Mom stops so abruptly in the middle of the parking lot that her arm around my shoulder jerks me up short. She turns to face me directly. We are standing under a light pole, so the two of us are bathed in light.

“Becca, you don’t actually believe that, do you?” she asks.

I don’t answer. Mom lets go of me to clutch her head in her hands.

“I thought I was protecting you, not telling you everything,” she murmurs. “But I was hurting you worse.”

“Wait—is there something else you didn’t want me to know because then I might think my father was a scumbag?” I ask.

How could there be anything else? How could my father’s crimes be such a bottomless pit?

Mom pushes her hands back into her hair. It’s a despairing gesture, and there’s nothing but anguish on her face.

“If your father had really been stealing any of that money for you for college,” she says, “he would have put it in some designated fund—a five twenty-nine, a Coverdell . . . I thought he was doing that with his legal earnings. I thought he had. I was so happy when the attorney told me one of the things the government wouldn’t seize—one of the things we were allowed to keep along with the house and the car—was college savings. Except . . . there weren’t any.
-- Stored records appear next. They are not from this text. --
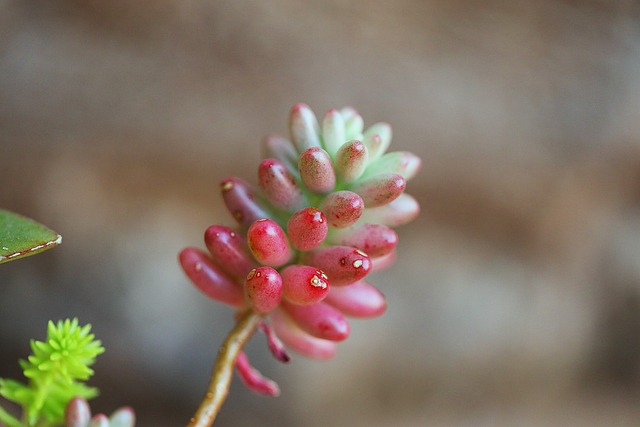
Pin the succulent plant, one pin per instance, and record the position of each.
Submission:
(78, 414)
(319, 221)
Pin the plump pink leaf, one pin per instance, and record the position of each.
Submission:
(320, 320)
(229, 251)
(316, 170)
(268, 243)
(351, 161)
(304, 128)
(300, 341)
(303, 284)
(342, 208)
(263, 289)
(307, 229)
(342, 264)
(333, 131)
(242, 202)
(359, 299)
(279, 185)
(209, 278)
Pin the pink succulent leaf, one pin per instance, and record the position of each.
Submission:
(268, 243)
(304, 284)
(377, 139)
(342, 208)
(316, 170)
(242, 202)
(400, 211)
(342, 264)
(279, 185)
(333, 131)
(383, 262)
(99, 420)
(300, 341)
(263, 289)
(351, 161)
(210, 279)
(359, 299)
(374, 239)
(253, 379)
(403, 163)
(77, 413)
(277, 147)
(353, 124)
(319, 320)
(304, 128)
(276, 346)
(380, 189)
(229, 251)
(123, 417)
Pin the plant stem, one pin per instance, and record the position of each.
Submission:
(223, 370)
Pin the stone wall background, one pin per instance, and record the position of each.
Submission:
(516, 297)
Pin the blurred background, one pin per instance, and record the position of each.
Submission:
(516, 296)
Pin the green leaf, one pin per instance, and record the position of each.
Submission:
(21, 237)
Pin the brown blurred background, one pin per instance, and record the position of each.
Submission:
(516, 296)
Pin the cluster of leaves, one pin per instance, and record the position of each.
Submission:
(56, 372)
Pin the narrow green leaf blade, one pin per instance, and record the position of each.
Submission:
(21, 237)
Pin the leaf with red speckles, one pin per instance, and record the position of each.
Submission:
(21, 237)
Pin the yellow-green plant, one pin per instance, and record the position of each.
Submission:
(56, 372)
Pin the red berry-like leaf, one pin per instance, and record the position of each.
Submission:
(279, 185)
(210, 279)
(342, 264)
(351, 161)
(359, 299)
(342, 208)
(268, 243)
(263, 288)
(242, 202)
(303, 284)
(229, 251)
(320, 320)
(307, 229)
(316, 170)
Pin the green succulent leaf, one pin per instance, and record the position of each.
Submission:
(21, 237)
(55, 371)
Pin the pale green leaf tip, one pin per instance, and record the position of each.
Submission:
(21, 237)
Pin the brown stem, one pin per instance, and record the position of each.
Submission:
(223, 370)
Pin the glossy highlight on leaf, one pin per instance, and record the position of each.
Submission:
(21, 237)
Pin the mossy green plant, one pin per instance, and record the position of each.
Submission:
(56, 372)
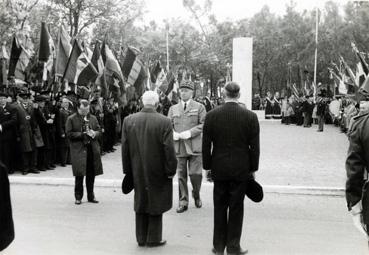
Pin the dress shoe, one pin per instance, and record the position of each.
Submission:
(198, 203)
(214, 251)
(156, 244)
(240, 252)
(94, 201)
(182, 208)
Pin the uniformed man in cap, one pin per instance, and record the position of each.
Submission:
(188, 117)
(8, 122)
(357, 165)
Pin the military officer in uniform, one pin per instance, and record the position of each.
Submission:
(8, 122)
(357, 165)
(187, 118)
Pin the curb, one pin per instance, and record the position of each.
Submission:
(116, 183)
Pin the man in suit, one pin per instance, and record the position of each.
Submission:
(83, 130)
(231, 151)
(26, 129)
(149, 158)
(8, 123)
(187, 119)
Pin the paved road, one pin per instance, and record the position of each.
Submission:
(290, 155)
(47, 222)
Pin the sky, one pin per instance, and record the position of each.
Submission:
(225, 9)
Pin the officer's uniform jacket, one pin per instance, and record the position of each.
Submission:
(191, 119)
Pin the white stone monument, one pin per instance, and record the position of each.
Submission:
(242, 68)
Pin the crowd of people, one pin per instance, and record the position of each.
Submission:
(303, 110)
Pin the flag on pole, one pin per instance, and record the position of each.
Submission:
(134, 71)
(47, 49)
(63, 52)
(113, 76)
(71, 68)
(349, 71)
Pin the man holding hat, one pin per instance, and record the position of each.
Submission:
(8, 122)
(231, 151)
(187, 119)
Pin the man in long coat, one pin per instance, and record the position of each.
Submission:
(83, 130)
(26, 128)
(148, 156)
(231, 151)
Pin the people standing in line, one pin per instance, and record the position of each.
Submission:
(149, 160)
(187, 118)
(83, 130)
(231, 151)
(25, 129)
He hadn’t saved anything for you.”

I wait for the anger to surge over me again—anger at Daddy for yet another lie, yet another failing, anger at Mom for yet another secret. And anger because this is just one more reminder that I don’t have the slightest idea how I’m going to pay for college, if I ever get to go. This is another door slammed in my face.

But somehow, this time, the anger doesn’t come. I don’t know if I found some tiny crumb of forgiveness as I stood under the glow of the stained glass, listening to “Amazing Grace.” Or maybe I’m just tired of being angry all the time.
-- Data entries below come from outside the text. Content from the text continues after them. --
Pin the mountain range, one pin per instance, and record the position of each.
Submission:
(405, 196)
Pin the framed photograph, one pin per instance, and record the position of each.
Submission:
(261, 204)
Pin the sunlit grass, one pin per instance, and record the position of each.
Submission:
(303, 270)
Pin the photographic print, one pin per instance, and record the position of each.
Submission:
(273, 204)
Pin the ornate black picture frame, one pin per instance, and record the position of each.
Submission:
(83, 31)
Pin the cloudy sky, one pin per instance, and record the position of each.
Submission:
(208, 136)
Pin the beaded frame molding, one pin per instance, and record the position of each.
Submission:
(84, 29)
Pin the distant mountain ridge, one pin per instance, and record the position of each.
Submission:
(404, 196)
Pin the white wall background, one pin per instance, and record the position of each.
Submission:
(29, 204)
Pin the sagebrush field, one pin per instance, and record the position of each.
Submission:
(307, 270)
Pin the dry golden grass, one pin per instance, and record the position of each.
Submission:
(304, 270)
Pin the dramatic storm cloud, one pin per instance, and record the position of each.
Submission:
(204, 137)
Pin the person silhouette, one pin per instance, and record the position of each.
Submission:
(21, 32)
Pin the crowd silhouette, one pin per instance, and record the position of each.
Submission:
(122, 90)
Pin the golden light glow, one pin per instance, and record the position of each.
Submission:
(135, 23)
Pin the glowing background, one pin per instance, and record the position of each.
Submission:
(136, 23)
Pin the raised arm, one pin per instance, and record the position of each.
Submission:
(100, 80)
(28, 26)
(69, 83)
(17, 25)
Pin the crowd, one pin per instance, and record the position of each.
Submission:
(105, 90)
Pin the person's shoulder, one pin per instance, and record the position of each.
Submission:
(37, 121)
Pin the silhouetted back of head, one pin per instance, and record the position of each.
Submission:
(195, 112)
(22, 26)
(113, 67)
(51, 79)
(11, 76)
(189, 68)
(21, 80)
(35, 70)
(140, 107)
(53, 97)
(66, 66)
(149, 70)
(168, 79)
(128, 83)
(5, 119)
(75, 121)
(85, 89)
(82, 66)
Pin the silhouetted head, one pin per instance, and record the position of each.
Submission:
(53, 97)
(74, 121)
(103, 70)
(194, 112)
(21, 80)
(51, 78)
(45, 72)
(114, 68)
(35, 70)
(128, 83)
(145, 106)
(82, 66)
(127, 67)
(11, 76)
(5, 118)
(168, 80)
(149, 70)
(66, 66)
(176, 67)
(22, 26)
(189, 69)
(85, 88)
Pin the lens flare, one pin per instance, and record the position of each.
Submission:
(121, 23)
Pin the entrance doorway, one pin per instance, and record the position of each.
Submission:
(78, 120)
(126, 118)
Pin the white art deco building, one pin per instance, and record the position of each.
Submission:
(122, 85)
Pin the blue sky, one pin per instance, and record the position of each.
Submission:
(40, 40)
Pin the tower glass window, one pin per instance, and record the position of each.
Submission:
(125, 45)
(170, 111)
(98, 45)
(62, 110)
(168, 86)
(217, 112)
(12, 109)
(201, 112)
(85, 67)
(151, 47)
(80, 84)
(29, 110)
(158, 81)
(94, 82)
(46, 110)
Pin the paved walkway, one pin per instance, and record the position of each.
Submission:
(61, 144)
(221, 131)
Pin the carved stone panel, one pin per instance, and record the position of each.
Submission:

“If it helps, I know your father thought none of this would be a problem,” Mom says. “He thought he could go on making—stealing—money hand over fist, so he wouldn’t have any trouble paying for your college or anything else. I don’t think he ever expected to get caught.”

It doesn’t even make me mad that Mom is still making excuses for Daddy.
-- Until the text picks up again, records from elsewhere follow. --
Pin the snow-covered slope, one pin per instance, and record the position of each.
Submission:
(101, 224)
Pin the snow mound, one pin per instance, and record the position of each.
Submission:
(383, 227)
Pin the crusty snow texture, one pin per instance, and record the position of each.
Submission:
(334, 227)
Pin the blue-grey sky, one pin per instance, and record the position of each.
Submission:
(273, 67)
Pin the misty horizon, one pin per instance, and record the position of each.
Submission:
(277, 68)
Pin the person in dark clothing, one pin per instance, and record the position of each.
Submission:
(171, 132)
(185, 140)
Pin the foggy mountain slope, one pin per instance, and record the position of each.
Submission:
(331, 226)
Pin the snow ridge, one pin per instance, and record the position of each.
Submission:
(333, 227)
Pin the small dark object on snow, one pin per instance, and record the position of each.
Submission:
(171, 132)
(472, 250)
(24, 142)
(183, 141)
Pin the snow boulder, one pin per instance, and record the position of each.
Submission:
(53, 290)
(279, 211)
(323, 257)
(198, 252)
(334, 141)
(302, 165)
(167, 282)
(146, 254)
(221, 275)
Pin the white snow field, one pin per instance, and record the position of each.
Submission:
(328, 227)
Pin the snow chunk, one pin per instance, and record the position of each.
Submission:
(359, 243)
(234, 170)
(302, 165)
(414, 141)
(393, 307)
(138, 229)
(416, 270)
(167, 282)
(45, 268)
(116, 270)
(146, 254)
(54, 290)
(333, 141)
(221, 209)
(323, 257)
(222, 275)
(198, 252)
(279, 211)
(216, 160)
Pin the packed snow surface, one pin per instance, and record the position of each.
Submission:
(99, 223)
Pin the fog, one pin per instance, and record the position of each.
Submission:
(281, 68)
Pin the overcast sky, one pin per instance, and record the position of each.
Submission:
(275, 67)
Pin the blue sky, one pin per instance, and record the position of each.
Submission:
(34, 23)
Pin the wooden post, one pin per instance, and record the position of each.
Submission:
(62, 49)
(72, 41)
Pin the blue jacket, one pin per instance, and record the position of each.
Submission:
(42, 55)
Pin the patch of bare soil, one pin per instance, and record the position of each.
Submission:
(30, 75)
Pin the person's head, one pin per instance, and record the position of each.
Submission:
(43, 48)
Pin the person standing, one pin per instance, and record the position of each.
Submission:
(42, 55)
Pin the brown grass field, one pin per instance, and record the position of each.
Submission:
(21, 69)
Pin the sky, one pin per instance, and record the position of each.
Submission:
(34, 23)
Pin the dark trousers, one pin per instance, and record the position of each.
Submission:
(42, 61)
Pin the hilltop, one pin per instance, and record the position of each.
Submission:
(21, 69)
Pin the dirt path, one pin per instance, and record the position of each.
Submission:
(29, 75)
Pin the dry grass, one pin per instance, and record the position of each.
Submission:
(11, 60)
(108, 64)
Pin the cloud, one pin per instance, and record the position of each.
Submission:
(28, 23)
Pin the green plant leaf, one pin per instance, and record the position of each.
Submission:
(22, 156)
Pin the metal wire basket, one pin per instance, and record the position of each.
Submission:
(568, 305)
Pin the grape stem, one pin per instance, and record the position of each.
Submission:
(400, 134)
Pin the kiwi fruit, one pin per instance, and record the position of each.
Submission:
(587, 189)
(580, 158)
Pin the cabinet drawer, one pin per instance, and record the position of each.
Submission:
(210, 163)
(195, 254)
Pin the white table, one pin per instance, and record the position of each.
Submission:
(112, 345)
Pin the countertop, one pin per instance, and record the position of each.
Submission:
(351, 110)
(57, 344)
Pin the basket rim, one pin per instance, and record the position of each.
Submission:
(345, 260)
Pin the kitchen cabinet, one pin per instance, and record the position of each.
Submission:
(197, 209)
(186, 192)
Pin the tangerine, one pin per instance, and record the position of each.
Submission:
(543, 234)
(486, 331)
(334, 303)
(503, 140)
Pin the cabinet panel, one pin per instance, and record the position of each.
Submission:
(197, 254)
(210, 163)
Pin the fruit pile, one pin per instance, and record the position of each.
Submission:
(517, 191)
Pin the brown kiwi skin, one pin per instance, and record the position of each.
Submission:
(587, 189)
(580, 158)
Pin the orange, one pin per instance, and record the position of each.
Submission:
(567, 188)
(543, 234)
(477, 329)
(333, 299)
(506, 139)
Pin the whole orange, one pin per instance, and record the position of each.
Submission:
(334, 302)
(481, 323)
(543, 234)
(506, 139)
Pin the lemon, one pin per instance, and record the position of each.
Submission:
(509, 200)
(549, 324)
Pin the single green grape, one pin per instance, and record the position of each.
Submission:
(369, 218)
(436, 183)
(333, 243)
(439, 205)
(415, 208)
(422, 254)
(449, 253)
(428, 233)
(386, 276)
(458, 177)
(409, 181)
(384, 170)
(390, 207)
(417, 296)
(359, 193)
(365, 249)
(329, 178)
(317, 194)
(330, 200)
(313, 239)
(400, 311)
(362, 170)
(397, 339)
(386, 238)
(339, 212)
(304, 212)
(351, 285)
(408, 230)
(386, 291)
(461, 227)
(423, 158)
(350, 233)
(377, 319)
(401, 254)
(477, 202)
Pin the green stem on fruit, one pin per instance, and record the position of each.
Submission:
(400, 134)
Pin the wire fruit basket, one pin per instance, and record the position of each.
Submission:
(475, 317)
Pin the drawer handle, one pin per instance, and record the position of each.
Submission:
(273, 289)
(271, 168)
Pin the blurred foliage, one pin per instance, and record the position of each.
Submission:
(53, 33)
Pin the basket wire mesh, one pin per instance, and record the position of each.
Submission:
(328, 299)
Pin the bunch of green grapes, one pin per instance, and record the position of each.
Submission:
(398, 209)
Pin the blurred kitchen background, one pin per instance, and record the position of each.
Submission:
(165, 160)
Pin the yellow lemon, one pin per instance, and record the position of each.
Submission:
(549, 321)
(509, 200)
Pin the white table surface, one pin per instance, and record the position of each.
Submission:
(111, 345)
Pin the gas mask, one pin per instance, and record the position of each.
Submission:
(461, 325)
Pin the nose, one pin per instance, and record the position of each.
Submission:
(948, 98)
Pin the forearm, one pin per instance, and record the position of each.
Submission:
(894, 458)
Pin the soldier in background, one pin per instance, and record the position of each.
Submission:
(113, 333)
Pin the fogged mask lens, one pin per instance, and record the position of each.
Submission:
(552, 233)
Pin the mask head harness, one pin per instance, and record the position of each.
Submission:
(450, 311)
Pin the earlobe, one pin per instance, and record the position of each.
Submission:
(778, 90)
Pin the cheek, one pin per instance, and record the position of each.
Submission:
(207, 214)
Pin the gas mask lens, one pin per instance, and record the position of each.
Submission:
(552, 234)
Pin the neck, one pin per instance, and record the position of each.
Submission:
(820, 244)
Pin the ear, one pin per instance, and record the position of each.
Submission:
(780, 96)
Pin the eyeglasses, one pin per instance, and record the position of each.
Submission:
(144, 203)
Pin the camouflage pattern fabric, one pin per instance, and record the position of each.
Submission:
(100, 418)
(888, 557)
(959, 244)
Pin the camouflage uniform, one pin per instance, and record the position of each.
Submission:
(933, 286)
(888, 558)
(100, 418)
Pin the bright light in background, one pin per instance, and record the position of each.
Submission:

“Is there anything else you’re waiting to spring on me?” I ask dejectedly. “Anything else you think you’re protecting me from, that’s really just another booby trap to destroy me?”

Mom studies my face. I can tell it’s on the tip of her tongue to say, “No, honey, that’s the last secret I was keeping from you. You know everything important now. Honest.”

But that isn’t what she says.

“I don’t know,” she admits. “That’s everything I can think of right now, but it’s been three years and I’m still figuring things out. I’m stumbling around in the dark here, too.”

There’s something different about how she says this—the pain she lets into her voice? The agony splayed across her face? The helplessness she openly reveals? It’s like she’s been unmasked.

She isn’t trying to protect me anymore, I think. She isn’t trying to hide anything from me. She isn’t pretending she has all the answers just because she’s the mother, the grown-up.

And that’s when I understand: In that one instant, she switched over to treating me like a grown-up, too.

This time it’s me who puts my arm around her shoulder.

“Come on,” I say. “Let’s go home.”

And it’s not that I think we will truly be safe there; it’s not that I think we’ve solved anything.

But neither one of us is alone in looking for answers anymore.